We kid ourselves that cottagecore is environmentally friendly (‘Oh this old lamp, I inherited it’) and pretend that it’s some reaction to consumer capitalism: (‘Isn’t Ikea dreadful!’). In fact, the opposite is true. It costs a lot to recreate a run-down cottage and the lifestyle to match. Handmade block-printed wallpaper isn’t cheap. These days, only the rich can afford the simple life.

It sounds as though the Downing Street flat has been tarted up in a luxurious version of cottagecore (I’ve heard it referred to as ‘manorcore’) by the Prime Minister and his fiancée Carrie Symonds. Under the instructions of ‘Carrie Antoinette’, as she is called by some in No. 10, the ‘John Lewis furniture nightmare’ has given way to what might be termed ‘Et in Arcadia ego’ thanks to the work of the designer Lulu Lytle, of Soane Britain (sounds like Sloane). Lulu is known for her exuberant floral patterns, her taxidermy and her love of rattan furniture. Cottagecore devotees will immediately recognise these visual cues from Pinterest. They make the new look old, hence the appeal —and the considerable cost.

Americans love cottagecore too. Harry and Meghan escaped Frogmore Cottage, Windsor, but in their new hometown of Montecito, California, cute cottages are prized properties. Dotted around the area are more than 30 houses known as the ‘Moody homes’. They were designed and built by the four Moody sisters during the 1930s and 1940s, and were based on illustrations of old-fashioned cottages from story books. Each one has a glass jar filled with pins and needles embedded in the fireplace to ward off fairies. This is, apparently, a British tradition. It certainly sounds twee enough to be one. The houses are all named after English flowers, such as Hollyhock and Sweetbriar, and are clustered on lanes called Periwinkle and Rosemary. One cottage sold last month for just under $4 million. Who buys these places? People with the ‘whimsy gene’, a real-estate agent told the Los Angeles Times.

It’s also striking that the rise of cottagecore has coincided with the ascent of an environmental movement that promises to take us back to better, purer days. Greta Thunberg embodies the whole aesthetic — looking, as she does, as if she’s just escaped from Grimms’ Fairy Tales. The Conservative party is drawn to this eco-chic too — especially Carrie and her Green Tory allies, Ben and Zac Goldsmith, and others who have enough money to indulge their rattan fantasies.

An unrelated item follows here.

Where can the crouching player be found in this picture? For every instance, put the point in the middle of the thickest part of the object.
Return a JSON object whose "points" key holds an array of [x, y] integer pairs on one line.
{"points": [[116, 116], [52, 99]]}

The reality, of course, is that few of us want to live off-grid in a draughty, run-down cottage with little heating and no wifi. Have you ever tried actually living without plastic? Or handwashing all your clothes? How on earth do you charge your phone? Cottagecore is the stress-free, cosy alternative, an aspirational utopia to be conjured up with a credit card, then posted on social media, before you return to a life of modern convenience and Amazon deliveries.

Privileged humans have always hankered for the simple and the rustic. Arguably the first pioneer of cottagecore was the original Antoinette, Marie: a queen who wanted to be a milkmaid. Her Hameau de la Reine —built in 1783 — epitomised the endless (and probably fruitless) quest for a humble existence decked out in expensive rococo.

Marie Antoinette’s hamlet at Versailles included a dairy, a windmill and plenty of cottages. With all those thatched roofs, dormer windows and romantic gardens, the ersatz village must have seemed like the perfect retreat from the world when the revolutionary winds started to blow. But the fetish went too far. Not everybody has the whimsy gene, and pretending to be a peasant has traditionally been a good way of winding up peasants. There’s nothing quaint about the guillotine.